Fresh off of its unanimous approval for the creation of a Transportation Benefit District needed for the sales-tax and car-tab increase that is expected to be on the ballot in April, the King County Council will have a hearing on Tuesday, February 18 at 1:30 p.m. on Metro’s fare change proposal.
The proposed low-income fare has been a pet project of the Seattle Transit Riders Union, and has received a lot of support from this blog’s staff. Editor-in-Chief Martin Duke called for a low-income ORCA long before TRU existed.
Answering the call to incentivize ORCA use by making cash fares more expensive than electronic fares, Metro is proposing to make the low-income fare only available electronically. That important element of the program will end up helping fund the program through travel-time efficiencies. It will also give non-low-income riders whose rides will have just gotten faster a reason to like the program, and thereby help the program survive.
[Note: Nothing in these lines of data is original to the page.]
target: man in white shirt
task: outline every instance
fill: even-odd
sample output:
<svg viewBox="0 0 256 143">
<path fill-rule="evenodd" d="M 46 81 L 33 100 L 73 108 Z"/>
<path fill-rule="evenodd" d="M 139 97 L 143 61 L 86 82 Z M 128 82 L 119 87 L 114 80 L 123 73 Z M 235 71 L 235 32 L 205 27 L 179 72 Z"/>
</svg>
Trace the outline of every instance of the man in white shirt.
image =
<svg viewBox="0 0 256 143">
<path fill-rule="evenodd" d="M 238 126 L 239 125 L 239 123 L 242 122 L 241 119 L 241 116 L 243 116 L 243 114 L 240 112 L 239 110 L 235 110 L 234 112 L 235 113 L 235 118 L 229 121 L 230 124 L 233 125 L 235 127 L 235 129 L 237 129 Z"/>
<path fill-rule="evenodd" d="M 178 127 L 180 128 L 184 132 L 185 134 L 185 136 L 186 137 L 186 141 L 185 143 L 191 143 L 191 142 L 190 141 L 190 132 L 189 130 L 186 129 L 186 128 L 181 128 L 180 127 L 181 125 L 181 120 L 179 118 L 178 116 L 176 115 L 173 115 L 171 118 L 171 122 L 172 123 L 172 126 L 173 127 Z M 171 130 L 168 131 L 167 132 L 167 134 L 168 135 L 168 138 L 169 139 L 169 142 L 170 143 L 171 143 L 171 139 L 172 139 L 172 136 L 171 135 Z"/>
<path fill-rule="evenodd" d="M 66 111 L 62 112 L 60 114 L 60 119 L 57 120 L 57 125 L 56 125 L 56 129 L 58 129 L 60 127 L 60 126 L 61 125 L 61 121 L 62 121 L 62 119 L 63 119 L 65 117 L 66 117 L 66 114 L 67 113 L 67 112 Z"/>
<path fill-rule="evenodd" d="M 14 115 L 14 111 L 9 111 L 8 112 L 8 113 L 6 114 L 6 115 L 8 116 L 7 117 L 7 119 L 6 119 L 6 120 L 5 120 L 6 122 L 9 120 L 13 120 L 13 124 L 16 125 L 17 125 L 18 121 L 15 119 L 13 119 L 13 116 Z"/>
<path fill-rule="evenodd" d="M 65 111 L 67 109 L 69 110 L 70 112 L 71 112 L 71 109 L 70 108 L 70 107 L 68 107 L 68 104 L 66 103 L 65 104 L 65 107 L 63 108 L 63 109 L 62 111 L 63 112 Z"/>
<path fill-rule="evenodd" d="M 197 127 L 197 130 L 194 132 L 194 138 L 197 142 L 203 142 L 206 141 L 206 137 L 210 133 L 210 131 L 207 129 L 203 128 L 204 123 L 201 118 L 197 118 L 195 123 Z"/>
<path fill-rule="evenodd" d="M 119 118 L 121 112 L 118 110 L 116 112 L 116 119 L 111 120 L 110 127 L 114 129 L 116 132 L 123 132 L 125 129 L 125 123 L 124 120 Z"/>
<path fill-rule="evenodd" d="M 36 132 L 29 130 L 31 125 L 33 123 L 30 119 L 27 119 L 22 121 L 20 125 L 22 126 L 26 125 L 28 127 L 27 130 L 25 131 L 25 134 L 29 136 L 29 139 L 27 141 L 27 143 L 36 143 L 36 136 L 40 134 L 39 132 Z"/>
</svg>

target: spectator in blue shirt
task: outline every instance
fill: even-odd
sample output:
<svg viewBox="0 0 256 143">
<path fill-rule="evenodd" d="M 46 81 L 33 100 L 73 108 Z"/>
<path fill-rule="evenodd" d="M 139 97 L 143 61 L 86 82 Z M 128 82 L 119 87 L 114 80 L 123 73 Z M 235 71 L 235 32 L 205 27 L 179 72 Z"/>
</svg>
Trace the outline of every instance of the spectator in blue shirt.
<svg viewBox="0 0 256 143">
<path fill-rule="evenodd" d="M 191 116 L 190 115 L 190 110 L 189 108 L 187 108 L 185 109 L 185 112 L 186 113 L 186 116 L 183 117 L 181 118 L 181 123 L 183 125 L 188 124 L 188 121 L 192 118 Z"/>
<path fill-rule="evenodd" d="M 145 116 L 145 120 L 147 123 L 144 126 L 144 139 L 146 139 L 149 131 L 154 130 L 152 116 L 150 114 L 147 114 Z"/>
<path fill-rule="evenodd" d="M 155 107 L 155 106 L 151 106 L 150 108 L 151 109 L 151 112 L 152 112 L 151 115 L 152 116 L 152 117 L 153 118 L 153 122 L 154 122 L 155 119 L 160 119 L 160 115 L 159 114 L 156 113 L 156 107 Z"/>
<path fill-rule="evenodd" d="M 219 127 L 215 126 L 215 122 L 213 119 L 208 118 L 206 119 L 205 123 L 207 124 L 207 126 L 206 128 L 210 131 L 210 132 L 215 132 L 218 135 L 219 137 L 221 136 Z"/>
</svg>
But now, TRU and the Seattle Human Services Coalition are calling for the low-income fare to be reduced to $1. In principle, I’d love to see that. In practice, such an outcome would require the youth fare to also be rolled back to $1 (from its current $1.25) in order to avoid making the line for the low-income ORCA a lot longer and creating significant additional administrative burden in perpetuity.
Reducing service in order to fund the low-income fare helps nobody, which is why the implementation of the low-income fare should be contingent upon the passage of the sales-tax/car-tab increase.
Even if the low-income fare and the tax package aren’t explicity linked, the financial reality is that if the tax package fails, the county council will have to scrap the low-income fare program in order to preserve more service.
Everyone who wants to see the low-income fare program become a reality needs to get behind the tax package.
Thank you to all of the County Councilmembers for taking the lead in saving Metro bus service!